Ethos was founded in 1997, by Chan Wai Han and Fong Hoe Fang. The press’s ten-person team enjoys a keen balance between clearly distinguished roles and collaborative practice, and its vision, expertise, and efforts have opened new avenues for young, genre-bending poets who have pushed forward an emerging Singaporean poetics. I’ve spent time with the editors in their compact office, stacked from floor to ceiling with shrink-wrapped, perfectly bound books. We talked aesthetics, publishing logistics, and the delicate politics of funding sources for truly independent poetry publishing in Singapore. Here, I record a conversation with members of the Ethos team: Ng Kah Gay and Kum Suning, Ethos’s editors; Fong Hoe Fang, its cofounder (along with partner and cofounder Chan Wai Han), Foo Peying, and Jennifer Kuan.
Divya Victor: I’m so glad to be talking with the Ethos Books team today. I have a lot of questions, but let’s start at the very beginning: When the press was started, was there a specific absence or lack you were setting out to address in Singaporean literature?
Ng Kah Gay: Singapore culture in the 1980s felt paper-thin, ever ready to give up its ghost. Behind the façade, there was a black hole, driven by political will, which was actively siphoning off the will to imagine. These were days when censorship pre-empted articulation. The term “OB markers” (Out-of-Bound markers) occurred with frequency in mainstream press.
Fong Hoe Fang: Yes, carrying on from what KG says above, that feeling was very pervasive. When we decided to start the press, there was nothing specific in our minds except an overwhelming belief that we had to have alternative voices which would help reflect the ethos of our times more spontaneously and more accurately.

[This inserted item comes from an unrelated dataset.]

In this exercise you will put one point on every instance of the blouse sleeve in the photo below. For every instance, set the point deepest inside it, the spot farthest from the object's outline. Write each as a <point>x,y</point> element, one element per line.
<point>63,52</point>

Divya: Why poetry, then, to “reflect the ethos of our times”, as you say? What was the motivation for the initial foray particularly into poetry? And what was the very first poetry you published?
Hoe Fang: In a way, you could say that it was poetry which selected us. Two very young men had approached us to publish their collections of poetry. We were delighted by and astonished at the quality of their writing and the thoughts they articulated. We thought: this is good enough to start a small press; we will use poetry as our main vehicle to push back against that literary cultural desert encroaching upon modern Singapore. [N.B. These “very young men” would go on to become very illustrious writers: Alvin Pang (Testing the Silence) and Aaron Lee (A Visitation of Sunlight).]

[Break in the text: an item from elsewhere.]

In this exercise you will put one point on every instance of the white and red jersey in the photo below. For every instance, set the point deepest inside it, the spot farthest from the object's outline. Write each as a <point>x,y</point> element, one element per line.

Housing Development Board flats seen through Royal Poinciana's branches (Syafiq Rafid).
Divya: I love the image of the cultural desert encroaching on this otherwise lush, fecund geography. The press’s reach, its own geographic spreading, has been remarkable — Ethos has published writers from the United States, Italy, Portugal, the Philippines, and so on. How do you imagine the “reach” of the press?
Kah Gay: In shape, I imagine Ethos Books as a raintree, rooted in and drawing from Singapore soil, but with its leaves aspiring towards the great beyond that transcends familiar boundaries. Mr. Fong is currently hatching a publishing project to support displaced refugees.

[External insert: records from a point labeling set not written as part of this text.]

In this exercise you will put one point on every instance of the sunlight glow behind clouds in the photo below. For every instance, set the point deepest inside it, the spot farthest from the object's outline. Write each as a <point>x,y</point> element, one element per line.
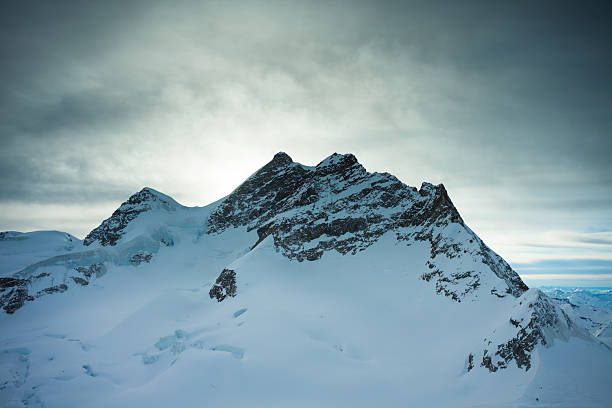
<point>191,98</point>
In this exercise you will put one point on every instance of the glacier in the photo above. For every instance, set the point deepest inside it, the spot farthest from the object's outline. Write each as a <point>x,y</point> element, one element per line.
<point>320,285</point>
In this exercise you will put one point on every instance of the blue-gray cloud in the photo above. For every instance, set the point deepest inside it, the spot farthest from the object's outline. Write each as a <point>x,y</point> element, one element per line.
<point>508,103</point>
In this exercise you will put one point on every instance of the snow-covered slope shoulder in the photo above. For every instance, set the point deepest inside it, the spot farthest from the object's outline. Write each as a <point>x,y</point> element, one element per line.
<point>322,285</point>
<point>113,228</point>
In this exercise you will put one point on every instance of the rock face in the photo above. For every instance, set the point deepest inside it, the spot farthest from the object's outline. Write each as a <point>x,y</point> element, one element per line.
<point>15,292</point>
<point>308,212</point>
<point>535,320</point>
<point>112,229</point>
<point>224,286</point>
<point>339,206</point>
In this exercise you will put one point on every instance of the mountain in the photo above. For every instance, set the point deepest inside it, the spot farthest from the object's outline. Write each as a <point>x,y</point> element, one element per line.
<point>320,285</point>
<point>592,308</point>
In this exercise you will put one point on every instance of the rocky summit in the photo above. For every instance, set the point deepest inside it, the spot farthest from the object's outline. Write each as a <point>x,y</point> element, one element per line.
<point>322,285</point>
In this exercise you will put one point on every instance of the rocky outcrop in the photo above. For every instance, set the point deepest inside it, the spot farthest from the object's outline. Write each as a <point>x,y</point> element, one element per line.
<point>339,206</point>
<point>15,292</point>
<point>112,229</point>
<point>224,286</point>
<point>140,257</point>
<point>536,320</point>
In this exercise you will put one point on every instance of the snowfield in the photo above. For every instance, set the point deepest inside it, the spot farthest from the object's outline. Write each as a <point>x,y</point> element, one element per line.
<point>411,315</point>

Hoe Fang: Books are an important part of historical memory. Well-written books will live for centuries and reach across the ages. That’s why the purported first emperor of China burned books. He sought to rewrite historical narrative to reset society to his world view.
Divya: Would you say that local literature is your first priority, or might there be a diasporic, transnational thrust that you’re curating as well?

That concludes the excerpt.